Many others have lost smaller amounts, but nevertheless have still lost significantly, by joining a variety of pyramid schemes that promised wealth and prosperity but in fact only existed to benefit the founders, the people at the top of the pyramid.

However not all losses are as high. Many of the problems we hear about are of a much smaller value. For instance we received a message recently saying this:
“Can one report someone to small claims if they owe you P150. I sold this guy a second hand wardrobe at P450, he gave me P300. Now he is refusing to pay me because he says the truck damaged it!”
This is a dispute over a mere P150. Is it really worth the bother? Isn’t it simpler just to forget about it?

Another recent problem followed a wedding in Mahalapye. A reader hired various items from a wedding organiser and paid a refundable deposit of P300 to cover any damage to the items while she had them. No damage was done and the owner picked them up after the wedding, promising to repay the P300 as soon as possible. That was in March. To date she still doesn’t have her P300 back.

To make this worse, the owner of the company has made endless promises both to the reader and to me that the payment will be made but these appear to have been no more than lies. She’s come up with various excuses including one about being “a bit low with cash”.

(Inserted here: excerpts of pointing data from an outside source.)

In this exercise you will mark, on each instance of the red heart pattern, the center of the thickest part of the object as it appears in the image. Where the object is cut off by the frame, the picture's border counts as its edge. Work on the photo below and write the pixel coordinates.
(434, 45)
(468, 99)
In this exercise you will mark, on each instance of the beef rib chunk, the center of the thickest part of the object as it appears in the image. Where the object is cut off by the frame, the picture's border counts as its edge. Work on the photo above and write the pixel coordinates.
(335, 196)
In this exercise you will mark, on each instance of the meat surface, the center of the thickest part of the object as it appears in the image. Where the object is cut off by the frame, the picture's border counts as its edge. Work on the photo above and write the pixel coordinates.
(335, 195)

Despite this they continue to advertise their services on Facebook, posting comments about other large weddings they’ve organised and even comments from happy customers. Unless they’ve made all of these comments up, then they are clearly still operating and taking money from other customers. I simply don’t believe that they don’t have P300 to repay our reader.

But it’s only P300. Is it really worth the bother? Isn’t it simpler just to forget about it?

We heard from another reader who entered into an informal saving scheme last year. Ten women all apparently contributed P1,000 per month for several months to one who held the money on their behalf. Some of them have now taken out their contributions but one apparently has not. Despite asking repeatedly she tells me that she’s not received a single thebe back. This is made more awkward because she now lives overseas and even worse, none of this was put in writing. No contract, no receipts and no records of anything at all.

I’ve had various conversations with the woman holding the money and she’s being remarkably evasive. Her last comment to me was that she’s talking to her lawyer because she thinks I’m going to name her, despite never threatening to do this. Meanwhile she’s ignoring the debt she owes this woman. Maybe I SHOULD name her.

But it’s only P9,000 to a woman who can afford to save P1,000 a month and who can afford to live in the UK. Is it really worth the bother? Isn’t it simpler just to forget about it?

No, as I’m sure you agree, it’s not simpler to forget about it. There’s a principle at stake. People should honour their obligations. If necessary they should be MADE to honour them. Just because it’s not as much as “two houses and a Range Rover” that doesn’t make it acceptable.

Luckily we have the Small Claims Court now that covers the smaller end of the market, covers the problems that most of us face. If you have a dispute valued up to P15,000 they can intervene on your behalf, No lawyers so no legal bills, no suspicious legal insurance schemes, just you and your story along with any evidence you have and they’ll step in and give you some rapid justice.

However the Small Claims Court is only useful if people use it. Only if people take the time and make the effort to go there will it be as useful as it can be. Only if we take the time to go there over issues that some might think are trivial will it be really useful.

Who knows, if we don’t stop these crooks from stealing P150 or P300, sooner or later they’ll graduate to the P9,000 level scams. Later they might even be running a multi-million Pula scam like Eurextrade. Let’s stop them now while we have the chance.